Jonathan Weinberg writes…
It takes a lot to shock me and I thought – having worked on and with the internet for the past seven years – that I knew the majority of its positives and negatives. But I’m truly appalled by BBC1’s Panorama investigation into real-life violent videos uploaded onto the web.
Shown on the channel last night, reporters looked at the people who film the sickening scenes, those who have fallen prey to the stupidly named “happy-slapping” attacks (do you see the victims smiling?) and it also focused on the firms allowing such videos to be shown to millions of cyberspace viewers.
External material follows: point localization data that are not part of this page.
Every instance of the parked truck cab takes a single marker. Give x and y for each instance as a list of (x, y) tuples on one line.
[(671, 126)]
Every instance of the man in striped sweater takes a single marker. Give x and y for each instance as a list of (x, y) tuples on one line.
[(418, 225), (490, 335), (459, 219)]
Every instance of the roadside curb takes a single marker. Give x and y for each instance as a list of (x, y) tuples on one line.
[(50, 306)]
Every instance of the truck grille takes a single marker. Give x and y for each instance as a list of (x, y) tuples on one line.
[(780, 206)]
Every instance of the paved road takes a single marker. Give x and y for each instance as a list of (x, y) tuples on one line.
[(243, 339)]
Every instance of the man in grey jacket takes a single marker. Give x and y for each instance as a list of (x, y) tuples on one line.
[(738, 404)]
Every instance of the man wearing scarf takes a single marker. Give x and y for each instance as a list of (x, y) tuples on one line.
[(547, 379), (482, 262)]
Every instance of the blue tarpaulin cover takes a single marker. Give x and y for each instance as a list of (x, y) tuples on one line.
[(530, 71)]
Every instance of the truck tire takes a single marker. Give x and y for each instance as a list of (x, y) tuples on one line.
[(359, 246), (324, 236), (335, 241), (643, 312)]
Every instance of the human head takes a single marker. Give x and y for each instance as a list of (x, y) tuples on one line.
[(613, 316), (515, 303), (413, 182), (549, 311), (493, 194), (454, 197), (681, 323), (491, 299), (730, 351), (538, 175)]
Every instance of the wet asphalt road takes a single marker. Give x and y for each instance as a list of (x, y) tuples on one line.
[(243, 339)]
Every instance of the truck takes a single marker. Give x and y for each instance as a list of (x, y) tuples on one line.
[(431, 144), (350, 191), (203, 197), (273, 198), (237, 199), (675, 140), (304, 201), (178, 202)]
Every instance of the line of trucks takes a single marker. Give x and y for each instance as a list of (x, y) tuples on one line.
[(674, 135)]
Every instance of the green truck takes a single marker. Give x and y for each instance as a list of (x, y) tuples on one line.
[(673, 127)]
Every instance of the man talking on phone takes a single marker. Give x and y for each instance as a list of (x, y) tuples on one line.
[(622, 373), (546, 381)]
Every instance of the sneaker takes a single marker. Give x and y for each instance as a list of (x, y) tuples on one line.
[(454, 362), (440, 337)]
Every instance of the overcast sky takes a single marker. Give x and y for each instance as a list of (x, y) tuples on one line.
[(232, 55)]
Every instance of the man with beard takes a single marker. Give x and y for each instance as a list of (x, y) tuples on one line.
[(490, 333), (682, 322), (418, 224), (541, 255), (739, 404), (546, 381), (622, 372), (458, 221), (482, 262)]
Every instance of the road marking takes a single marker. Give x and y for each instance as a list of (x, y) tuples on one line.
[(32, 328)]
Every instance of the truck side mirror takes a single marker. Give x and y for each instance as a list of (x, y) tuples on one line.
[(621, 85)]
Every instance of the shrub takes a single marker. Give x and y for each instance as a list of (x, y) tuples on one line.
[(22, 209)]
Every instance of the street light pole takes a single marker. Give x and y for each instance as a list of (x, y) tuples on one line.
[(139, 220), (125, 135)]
I’m well versed in the arguments about censoring the web. I’ve written plenty of stories where companies have told me “it’s not our job to police the internet” or “it is not our right to censor what people want to see”. So where should the line be drawn?
I’m sure Sir Tim Berners-Lee – the man credited with creating the internet – didn’t foresee a day when it would be used to show schoolchildren beating each other to a pulp, a young girl collapsing from a pounding, blood pouring from her body, or gangs with guns flashing them on screen for all to see.
In a speech about the web’s future given earlier this year to the United States House of Representatives Committee on Energy and Commerce, Sir Tim said: “Robust technical design, innovative business decisions, and sound public policy judgement all require that we are aware of the complex interactions between technology and society. We call this awareness Web Science: the science and engineering of this massive system for the common good.”
He added: “So how do we plan for a better future, better for society? We ensure that both technological protocols and social conventions respect basic values.”
Now what better basic value is there than ensuring the internet is not used to harm people.
I was sickened by what the BBC investigation found and the debate about what kind of society we are breeding is another argument. But to allow technology to be used to fuel such events is just plain sick, and like extreme pornography is subject to stringent rules and regulations, it’s time for the Government to step up to the plate and investigate ways of banning such films from being uploaded and broadcast.
I’m all for freedom of expression, but this cannot be justified when it comes to these videos. As Lord Taylor of Warwick said on Panorama, people are committing a criminal offence carrying out these beatings, so why on earth should it be legal to show them?
In the same speech, Sir Tim ended by saying the web should not become controlled by a single company – or a single country – but the internet has grown out of all recognition over the past decade and measures to police it are severely hampered by its international nature and differing legal standpoints across the globe. What’s right in one country, is wrong in another and by registering sites in countries with less stringent laws, anyone can attempt to evade their responsibility and make money out of this misery.
Forget tabloid scare stories, this stuff is real, it’s out there now – I know because I’ve just found a load of them with a couple of clicks and a few simple search terms.
And we should all be concerned because eventually the backlash will get so big that it will become impossible to ignore. And then they’ll be all sorts of knee-jerk reactions and ill-thought out laws passed that instead of tackling this problem head on, cause a chain reaction of problems for the every internet user.
While I don’t believe Government intervention to always be the best way, companies allowing the posting of such images are surely as complicit in the attacks as those filming them. They rightly wouldn’t allow videos of child pornography, so why is it right to show children being battered?
They claim self-censorship is the answer, putting the viewer in charge of reporting footage they find offensive to then be viewed and taken down if moderators deem it appropriate. But as Panorama found, what is acceptable varies widely and while scenes of dog-fighting were removed from one site, it allowed a video showing a youngster brandishing a gun.
The answer to this complex issue has to lie in the money trail. Very few people these days create a site on the web that’s not-for-profit. We’re all in it for the money, and that mainly comes from advertising revenue.
But what legitimate company wants to be advertising on a website that allows the publication of such savagery – however many millions of hits that site is getting. Panorama found many right-thinking firms weren’t even aware their ads were being shown on these channels, having been placed there by middlemen agencies.
Cut off the revenue stream, and you cut off the website’s lifeline. Then the bosses and shareholders will soon sit up and take notice as their profits start to take the sort of beating these poor kids and adults are having to endure in the name of “web entertainment”.